John O. Barkkari and Mary A. Barkkari v. Vega Roofing, Inc., a Texas Corporation

CourtCourt of Appeals of Texas
DecidedAugust 30, 2007
Docket13-06-00047-CV
StatusPublished

This text of John O. Barkkari and Mary A. Barkkari v. Vega Roofing, Inc., a Texas Corporation (John O. Barkkari and Mary A. Barkkari v. Vega Roofing, Inc., a Texas Corporation) is published on Counsel Stack Legal Research, covering Court of Appeals of Texas primary law. Counsel Stack provides free access to over 12 million legal documents including statutes, case law, regulations, and constitutions.

Bluebook
John O. Barkkari and Mary A. Barkkari v. Vega Roofing, Inc., a Texas Corporation, (Tex. Ct. App. 2007).

Opinion



NUMBER 13-06-047-CV



COURT OF APPEALS



THIRTEENTH DISTRICT OF TEXAS



CORPUS CHRISTI - EDINBURG



JOHN O. BARKKARI AND

MARY A. BARKKARI, Appellants,



v.



VEGA ROOFING, INC.,

A TEXAS CORPORATION, Appellee.

On appeal from the County Court at Law No. 1

of Cameron County, Texas.

MEMORANDUM OPINION



Before Justices Rodriguez, Garza, and Wittig (1)
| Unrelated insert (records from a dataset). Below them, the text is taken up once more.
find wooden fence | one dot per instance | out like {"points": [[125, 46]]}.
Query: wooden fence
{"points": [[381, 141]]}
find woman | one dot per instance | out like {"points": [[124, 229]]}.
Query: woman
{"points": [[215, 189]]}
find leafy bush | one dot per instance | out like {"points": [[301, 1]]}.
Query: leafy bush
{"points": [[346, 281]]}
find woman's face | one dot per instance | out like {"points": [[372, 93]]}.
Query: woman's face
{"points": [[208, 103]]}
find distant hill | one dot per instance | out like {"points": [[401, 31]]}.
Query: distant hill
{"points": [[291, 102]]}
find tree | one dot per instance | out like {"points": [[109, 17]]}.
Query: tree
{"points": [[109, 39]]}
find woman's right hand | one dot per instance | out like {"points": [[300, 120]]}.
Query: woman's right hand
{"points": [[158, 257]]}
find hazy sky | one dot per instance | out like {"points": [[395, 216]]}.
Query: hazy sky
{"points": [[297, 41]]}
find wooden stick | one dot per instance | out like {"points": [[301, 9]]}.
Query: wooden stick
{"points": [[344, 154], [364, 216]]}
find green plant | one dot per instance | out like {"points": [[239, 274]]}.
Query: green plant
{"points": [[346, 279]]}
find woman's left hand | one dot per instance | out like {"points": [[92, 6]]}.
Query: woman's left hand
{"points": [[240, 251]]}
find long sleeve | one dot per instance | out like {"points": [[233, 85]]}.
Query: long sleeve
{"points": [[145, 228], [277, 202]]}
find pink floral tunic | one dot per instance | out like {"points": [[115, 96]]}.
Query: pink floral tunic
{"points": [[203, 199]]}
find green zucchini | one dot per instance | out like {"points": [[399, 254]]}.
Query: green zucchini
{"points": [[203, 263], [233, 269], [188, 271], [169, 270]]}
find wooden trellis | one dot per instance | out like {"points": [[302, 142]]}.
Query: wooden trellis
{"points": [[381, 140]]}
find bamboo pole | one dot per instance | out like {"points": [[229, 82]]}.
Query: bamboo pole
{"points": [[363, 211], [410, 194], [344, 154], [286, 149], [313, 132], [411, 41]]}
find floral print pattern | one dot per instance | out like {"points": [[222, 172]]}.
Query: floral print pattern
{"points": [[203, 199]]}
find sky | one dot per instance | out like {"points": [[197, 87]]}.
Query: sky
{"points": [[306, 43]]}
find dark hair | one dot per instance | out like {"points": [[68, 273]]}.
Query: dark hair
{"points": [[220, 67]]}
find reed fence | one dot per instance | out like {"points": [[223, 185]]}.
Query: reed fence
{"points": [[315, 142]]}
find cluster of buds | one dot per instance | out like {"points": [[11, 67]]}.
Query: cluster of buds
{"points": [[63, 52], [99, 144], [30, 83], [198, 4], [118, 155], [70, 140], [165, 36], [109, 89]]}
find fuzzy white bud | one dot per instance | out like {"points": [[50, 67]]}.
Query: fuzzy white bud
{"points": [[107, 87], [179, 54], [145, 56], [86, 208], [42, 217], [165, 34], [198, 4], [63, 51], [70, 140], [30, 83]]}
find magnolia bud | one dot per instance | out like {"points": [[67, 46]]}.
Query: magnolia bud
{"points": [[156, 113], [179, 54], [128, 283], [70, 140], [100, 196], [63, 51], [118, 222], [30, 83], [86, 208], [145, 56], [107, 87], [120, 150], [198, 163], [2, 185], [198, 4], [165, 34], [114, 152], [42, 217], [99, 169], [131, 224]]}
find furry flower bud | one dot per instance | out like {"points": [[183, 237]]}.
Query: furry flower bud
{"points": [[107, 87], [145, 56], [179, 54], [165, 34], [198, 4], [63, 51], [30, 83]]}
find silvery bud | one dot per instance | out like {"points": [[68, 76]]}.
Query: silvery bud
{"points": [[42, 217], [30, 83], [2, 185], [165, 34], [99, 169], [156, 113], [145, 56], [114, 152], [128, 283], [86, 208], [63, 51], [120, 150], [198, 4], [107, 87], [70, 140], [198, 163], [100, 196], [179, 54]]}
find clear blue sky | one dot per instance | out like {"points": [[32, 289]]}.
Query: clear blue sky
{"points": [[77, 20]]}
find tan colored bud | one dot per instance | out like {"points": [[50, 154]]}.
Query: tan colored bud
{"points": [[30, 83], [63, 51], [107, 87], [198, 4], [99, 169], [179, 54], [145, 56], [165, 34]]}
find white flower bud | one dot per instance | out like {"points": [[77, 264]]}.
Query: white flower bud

Memorandum Opinion by Justice Wittig

Appellants, John and Mary Barkkari, sued appellee, Vega Roofing, Inc. (Vega) alleging that Vega performed a faulty roof repair job on their home. A jury found that all parties had breached the contract, all parties were negligent, appellants had waived their contract rights, and found a breach of warranty with no resulting damages. The trial court entered judgment upon part of the verdict in favor of Vega for $1200.

The details of the procedural and factual background of this case are known to the parties and will not be reiterated herein. Tex. R. App. P. 47.1.

Appellants raise three issues which we address in order: (1) the trial court erred by granting a directed verdict on negligence based upon the statute of limitations; (2) the trial court erred by granting a directed verdict on appellants' DTPA claims for lack of statutory notice; and (3) the trial court erred by submitting an issue on waiver because there was no evidence to support its submission. We affirm.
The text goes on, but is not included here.